Rice method cuts indexing times from weeks to hours, search times from hours to minutes
Rice University computer scientists are sending RAMBO to rescue genomic researchers who sometimes wait days or weeks for search results from enormous DNA databases.
DNA sequencing is so popular, genomic datasets are doubling in size every two years, and the tools to search the data haven’t kept pace. Researchers who compare DNA across genomes or study the evolution of organisms like the virus that causes COVID-19 often wait weeks for software to index large, “metagenomic” databases, which get bigger every month and are now measured in petabytes.
RAMBO, which is short for “repeated and merged bloom filter,” is a new method that can cut indexing times for such databases from weeks to hours and search times from hours to seconds. Rice University computer scientists presented RAMBO last week at the Association for Computing Machinery data science conference SIGMOD 2021.
“Querying millions of DNA sequences against a large database with traditional approaches can take several hours on a large compute cluster and can take several weeks on a single server,” said RAMBO co-creator Todd Treangen, a Rice computer scientist whose lab specializes in metagenomics. “Reducing database indexing times, in addition to query times, is crucially important as the size of genomic databases are continuing to grow at an incredible pace.”
To solve the problem, Treangen teamed with Rice computer scientist Anshumali Shrivastava, who specializes in creating algorithms that make big data and machine learning faster and more scalable, and graduate students Gaurav Gupta and Minghao Yan, co-lead authors of the peer-reviewed conference paper on RAMBO.
RAMBO uses a data structure that has a significantly faster query time than state-of-the-art genome indexing methods as well as other advantages like ease of parallelization, a zero false-negative rate and a low false-positive rate.
“The search time of RAMBO is up to 35 times faster than existing methods,” said Gupta, a doctoral student in electrical and computer engineering.
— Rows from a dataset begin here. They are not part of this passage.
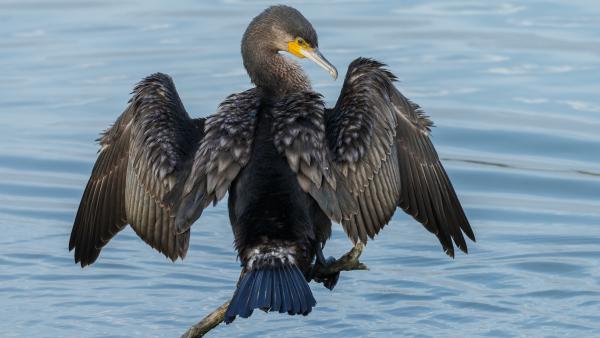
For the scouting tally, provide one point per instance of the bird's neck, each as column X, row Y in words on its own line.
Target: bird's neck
column 275, row 74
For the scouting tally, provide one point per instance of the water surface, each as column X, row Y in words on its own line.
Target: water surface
column 513, row 89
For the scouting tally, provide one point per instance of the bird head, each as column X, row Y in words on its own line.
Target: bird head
column 284, row 29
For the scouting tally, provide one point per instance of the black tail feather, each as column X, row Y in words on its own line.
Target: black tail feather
column 282, row 289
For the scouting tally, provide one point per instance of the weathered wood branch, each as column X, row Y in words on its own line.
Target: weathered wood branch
column 347, row 262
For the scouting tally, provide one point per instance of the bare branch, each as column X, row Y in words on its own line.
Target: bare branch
column 347, row 262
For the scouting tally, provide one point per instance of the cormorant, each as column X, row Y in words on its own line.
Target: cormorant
column 290, row 165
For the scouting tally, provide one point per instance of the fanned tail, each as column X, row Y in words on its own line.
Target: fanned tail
column 282, row 288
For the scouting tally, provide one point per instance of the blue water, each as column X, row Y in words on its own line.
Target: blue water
column 512, row 86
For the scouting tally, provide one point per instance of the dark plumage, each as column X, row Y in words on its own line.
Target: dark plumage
column 290, row 165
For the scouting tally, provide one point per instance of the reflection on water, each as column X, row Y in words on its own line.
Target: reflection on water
column 512, row 87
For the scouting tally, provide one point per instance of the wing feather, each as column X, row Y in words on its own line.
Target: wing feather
column 140, row 156
column 379, row 141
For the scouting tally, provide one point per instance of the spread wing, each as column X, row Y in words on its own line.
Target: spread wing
column 142, row 157
column 223, row 152
column 379, row 141
column 299, row 135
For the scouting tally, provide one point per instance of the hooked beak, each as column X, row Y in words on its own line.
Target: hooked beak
column 315, row 56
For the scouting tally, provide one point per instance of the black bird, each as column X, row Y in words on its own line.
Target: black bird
column 290, row 165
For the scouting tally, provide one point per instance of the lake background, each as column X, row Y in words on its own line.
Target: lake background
column 513, row 88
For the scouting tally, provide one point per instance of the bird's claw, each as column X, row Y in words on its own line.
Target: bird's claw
column 328, row 281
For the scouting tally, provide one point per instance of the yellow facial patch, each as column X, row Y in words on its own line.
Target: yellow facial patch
column 297, row 45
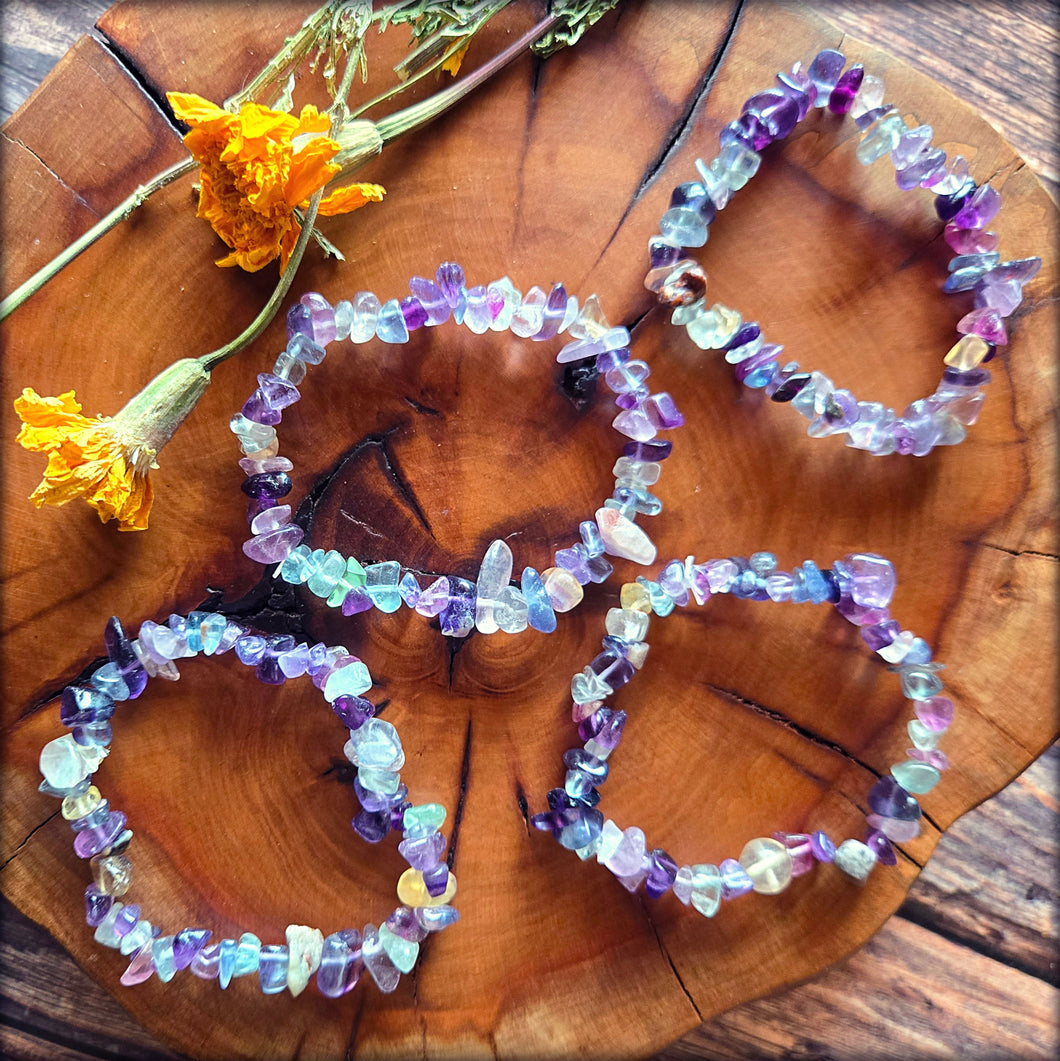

In experiments using a 170-terabyte dataset of microbial genomes, Gupta said RAMBO reduced indexing times from “six weeks on a sophisticated, dedicated cluster to nine hours on a shared commodity cluster.”
Yan, a master’s student in computer science, said, “On this huge archive, RAMBO can search for a gene sequence in a couple of milliseconds, even sub-milliseconds using a standard server of 100 machines.”
RAMBO improves on the performance of Bloom filters, a half-century-old search technique that has been applied to genomic sequence search in a number of previous studies. RAMBO improves on earlier Bloom filter methods for genomic search by employing a probabilistic data structure known as a count-min sketch that “leads to a better query time and memory trade-off” than earlier methods, and “beats the current baselines by achieving a very robust, low-memory and ultrafast indexing data structure,” the authors wrote in the study.
Gupta and Yan said RAMBO has the potential to democratize genomic search by making it possible for almost any lab to quickly and inexpensively search huge genomic archives with off-the-shelf computers.
“RAMBO could decrease the wait time for tons of investigations in bioinformatics, such as searching for the presence of SARS-CoV-2 in wastewater metagenomes across the globe,” Yan said. “RAMBO could become instrumental in the study of cancer genomics and bacterial genome evolution, for example.”
Shrivastava is an associate professor of computer science and Treangen is an assistant professor of computer science.
Additional study co-authors include Benjamin Coleman, Bryce Kille, Leo Elworth and Tharun Medini.
The research was funded by that National Science Foundation, the Air Force Office of Scientific Research and the Office of Naval Research.